Encoded URLs being improperly unencoded

One of the blogs I follow through NewsBlur is the SCOTUSBlog, and recently have had some issues with it having some encoded URLs that didn’t pass through NewsBlur properly.

Here’s an example: there was a story a couple of days ago with the URL http://www.scotusblog.com/2012/04/argument-preview-the-%e2%80%9coutside-salesman%e2%80%9d-exception-to-the-flsa%e2%80%99s-overtime-pay-requirement/ . Note the encoded characters (%80%9c)… if you copy that URL to the browser, it works. This story is still on the front page of the blog and you can see that that link works too, in an “a” tag.

But the link from NewsBlur was http://www.scotusblog.com/2012/04/argument-preview-the-â

1 Like

Shit. I just fixed this last week. It’s ridiculously complicated, because some URLs are already encoded, some are not, and I have to be able to figure them all out.

I think I’m missing something… There’s only a certain subset of characters allowed in a URL – hence the reason for encoding them. So it seems to me that if you see a character not in that subset, you should %-encode it; otherwise you should leave URLs alone. I don’t think NewsBlur should ever be in the position of decoding encoded characters, if that’s the URL in the feed contains them.

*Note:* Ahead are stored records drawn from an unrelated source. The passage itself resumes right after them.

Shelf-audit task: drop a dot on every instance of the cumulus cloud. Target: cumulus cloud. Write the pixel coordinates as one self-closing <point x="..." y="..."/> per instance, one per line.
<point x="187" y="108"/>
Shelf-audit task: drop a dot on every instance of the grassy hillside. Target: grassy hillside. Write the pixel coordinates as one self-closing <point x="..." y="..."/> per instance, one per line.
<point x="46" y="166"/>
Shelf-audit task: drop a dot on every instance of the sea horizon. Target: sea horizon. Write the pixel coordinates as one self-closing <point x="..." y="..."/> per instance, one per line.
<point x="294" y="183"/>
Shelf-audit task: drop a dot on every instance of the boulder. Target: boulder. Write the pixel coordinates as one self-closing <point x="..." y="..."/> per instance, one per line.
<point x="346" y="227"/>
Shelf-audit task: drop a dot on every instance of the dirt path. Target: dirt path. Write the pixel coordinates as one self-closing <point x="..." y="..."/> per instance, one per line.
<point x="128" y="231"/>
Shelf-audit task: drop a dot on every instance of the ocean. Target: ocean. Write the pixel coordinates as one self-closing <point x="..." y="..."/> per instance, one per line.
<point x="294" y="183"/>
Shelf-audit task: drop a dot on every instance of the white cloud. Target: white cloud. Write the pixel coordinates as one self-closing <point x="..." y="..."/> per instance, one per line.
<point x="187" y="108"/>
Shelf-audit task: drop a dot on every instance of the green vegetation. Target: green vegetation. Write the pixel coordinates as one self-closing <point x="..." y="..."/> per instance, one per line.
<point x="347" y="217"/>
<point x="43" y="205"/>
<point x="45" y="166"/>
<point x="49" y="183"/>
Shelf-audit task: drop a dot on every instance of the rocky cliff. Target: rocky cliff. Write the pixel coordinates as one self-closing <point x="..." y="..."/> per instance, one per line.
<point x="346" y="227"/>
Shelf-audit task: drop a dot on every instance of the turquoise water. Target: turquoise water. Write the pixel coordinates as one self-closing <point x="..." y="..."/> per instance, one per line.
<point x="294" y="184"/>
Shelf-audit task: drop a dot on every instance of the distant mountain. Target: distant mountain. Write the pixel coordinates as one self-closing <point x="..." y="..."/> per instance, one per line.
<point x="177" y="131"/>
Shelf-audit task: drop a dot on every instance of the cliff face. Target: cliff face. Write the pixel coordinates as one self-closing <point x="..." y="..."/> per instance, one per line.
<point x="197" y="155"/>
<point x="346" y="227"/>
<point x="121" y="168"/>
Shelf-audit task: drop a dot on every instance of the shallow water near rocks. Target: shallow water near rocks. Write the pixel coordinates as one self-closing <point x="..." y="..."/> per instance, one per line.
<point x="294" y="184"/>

At least that’s how it seems to me.

By decoding them you are making assumptions about character sets, which the URL spec says is a no-no:

Where the local naming scheme uses octet values which are not allowed in the URL, these shall be represented in the URL by a percent sign “%” followed by two hexadecimal digits (0-9, A-F) giving the value for that octet. This specification makes no assumptions or requirements about the character sets, if any, referred to be the (decoded) octets a URL. Character codes other than those allowed by the syntax shall not be
used unencoded in a URL.

But… as I said, I’m sure I’m missing something, so I’m curious as to what. :slight_smile:

This is now fixed, but be on the lookout for other story permalinks that are broken. Argh, broken encoding (both urls and text/unicode) causes me headaches to no end.

1 Like

Awesome! It was even retroactive – that entry I highlighted above works now! Thank you! You’ve not yet made me regret giving you money. :slight_smile:

Glad to hear that. It was because I was using urllib.urlquote() in the view controller, which means the permalink is stored correctly in the DB, it was just massaged before being sent to the client. I’m too embarrassed to link to the github commit.